Improving CausalImpact with a BSTS custom forecast
CausalImpact
is an R package that helps analyse the causal effect of an event on a metric of interest.
It is often used by media analysts trying to pinpoint the uplift caused by campaigns or by SEOs wanting to prove their impact to clients.
Mark Edmonson has made a tool called GA Effect where you can try it online with your Google Analytics data.
The output of the analysis can be visualised like this:
- The first plot shows the actual data (black line) and a forecasted estimate for what would have happened based on the historical data prior to the vertical dotted line.
- The key assumption is that any difference between the forecast and the actuals is because of the change that happened on the day marked by the dotted line.
- The following two charts show the size of the daily effect and the cumulative overall effect.
- The pale blue ribbon is a predictive interval. If this is entirely above or below zero then people will reject the hypothesis that there was no change and conclude that there was a positive/negative impact.
However, in real life, the results don't always look like this. Sometimes you end up with something like this:
- The dotted blue line in the first plot doesn't track the black line at all; this shows that the CausalImpact forecast is poor at predicting what happened in the past.
- Eyeballing the data shows there was a strong negative trend starting on day 30 and continuing until the intervention on day 75.
- It looks as if the intervention had a positive effect
- But the model looks like it is comparing the post intervention period against the average for the whole of the pre-intervention period rather than realising that there was a negative trend up until the intervention.
- This means that the cumulative difference with the model is not good enough to consider that the intervention caused a positive change.
To me, this looks like a false negative; the intervention has had a positive effect and the CausalImpact test is wrong to say there is no effect.
It is particularly concerning that there seems to be a very poor match between the forecast and the actual values during the pre-intervention period.
You can get better results by using a custom forecast.
The default forecast in CausalImpact
is a Local Level forecast. You can
see this in the code on
Github.
Local Level forecasts are very simple. It says the next value in the series is equal to the previous value plus some (small) random amount.
This is also known as a "random walk plus noise" model.
The good thing about this model is that there are very few assumptions and, at least for short range predictions, it can give good results for a very wide range of timeseries.
But, the downside is that the simplicity and lack of structure in the model means that is misses things like trends in the data and this can "fool" it into false negative results as seen above.
One solution is to make a custom BSTS
model that better fits your data in the
pre-intervention period. The CausalImpact docs have a section on how to do
this.
Which model to use? I like to start with an AutoAr
component because this is
less flexible with how much it allows the trend to vary; this gives a narrower
credible interval for longer term forecasts.
ss <- AddAutoAr(list(),
pre.period.response
)
You can also add a static intercept with this kind of forecast:
ss <- AddStaticIntercept(ss,pre.period.response)
Then fit and plot the results like the documentation says.

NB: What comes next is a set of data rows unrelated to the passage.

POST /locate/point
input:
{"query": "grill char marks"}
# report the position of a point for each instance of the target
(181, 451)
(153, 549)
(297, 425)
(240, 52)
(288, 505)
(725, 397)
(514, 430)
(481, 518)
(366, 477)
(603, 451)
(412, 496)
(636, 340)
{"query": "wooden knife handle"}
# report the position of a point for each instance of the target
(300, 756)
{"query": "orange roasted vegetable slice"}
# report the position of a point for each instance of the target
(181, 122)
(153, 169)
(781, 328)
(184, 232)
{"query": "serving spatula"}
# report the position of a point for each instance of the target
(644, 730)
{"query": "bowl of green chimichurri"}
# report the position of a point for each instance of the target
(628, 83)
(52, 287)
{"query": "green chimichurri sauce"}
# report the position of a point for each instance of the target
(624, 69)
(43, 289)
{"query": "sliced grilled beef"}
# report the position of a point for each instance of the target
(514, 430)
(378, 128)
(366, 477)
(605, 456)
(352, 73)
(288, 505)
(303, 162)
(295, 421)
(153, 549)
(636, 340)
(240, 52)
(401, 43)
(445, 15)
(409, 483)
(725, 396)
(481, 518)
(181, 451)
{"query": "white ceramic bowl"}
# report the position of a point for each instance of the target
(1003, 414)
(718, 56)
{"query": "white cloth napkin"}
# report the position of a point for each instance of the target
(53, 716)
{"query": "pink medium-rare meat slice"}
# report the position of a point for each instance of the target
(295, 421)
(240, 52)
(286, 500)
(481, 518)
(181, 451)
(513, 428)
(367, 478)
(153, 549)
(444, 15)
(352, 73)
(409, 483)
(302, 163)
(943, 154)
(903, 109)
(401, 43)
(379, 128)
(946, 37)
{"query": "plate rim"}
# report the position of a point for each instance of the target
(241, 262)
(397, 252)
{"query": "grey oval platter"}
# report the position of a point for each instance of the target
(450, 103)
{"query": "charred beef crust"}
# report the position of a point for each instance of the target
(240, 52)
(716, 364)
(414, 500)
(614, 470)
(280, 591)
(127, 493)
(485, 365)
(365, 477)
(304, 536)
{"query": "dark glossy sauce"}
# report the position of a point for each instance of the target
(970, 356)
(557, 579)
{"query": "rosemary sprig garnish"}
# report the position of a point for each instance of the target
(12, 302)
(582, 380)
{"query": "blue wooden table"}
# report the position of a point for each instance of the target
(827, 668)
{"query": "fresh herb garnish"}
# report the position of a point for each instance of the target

bsts.model <- bsts(pre.period.response, ss, niter = 1000)
impact <- CausalImpact(bsts.model = bsts.model,
post.period.response = post.period.response)
plot(impact)
Much better!
AutoAr
isn't necessarily the best forecast you can use in all circumstances;
it just works with this example. For serious analysis you should aim to build
the best forecast you can on the pre-intervention data and only then run it
through CausalImpact to see the results for the post-intervention period.
Another way to solve this problem is through the skillful use of regression columns. These add extra data to help the model make predictions. If you have some other metric that is closely correlated with the thing you are interested in and it should be unaffected by the intervention then you can use it to do a better analysis.
This is how some SEO split test tools work; half the pages get the intervention and the traffic to the other half is used as a regressor. If the pages are split randomly between the two groups then there should be a very good correlation between traffic to the test and control groups in the pre-intervention period. This makes it easier for the algorithm to find real changes in performance.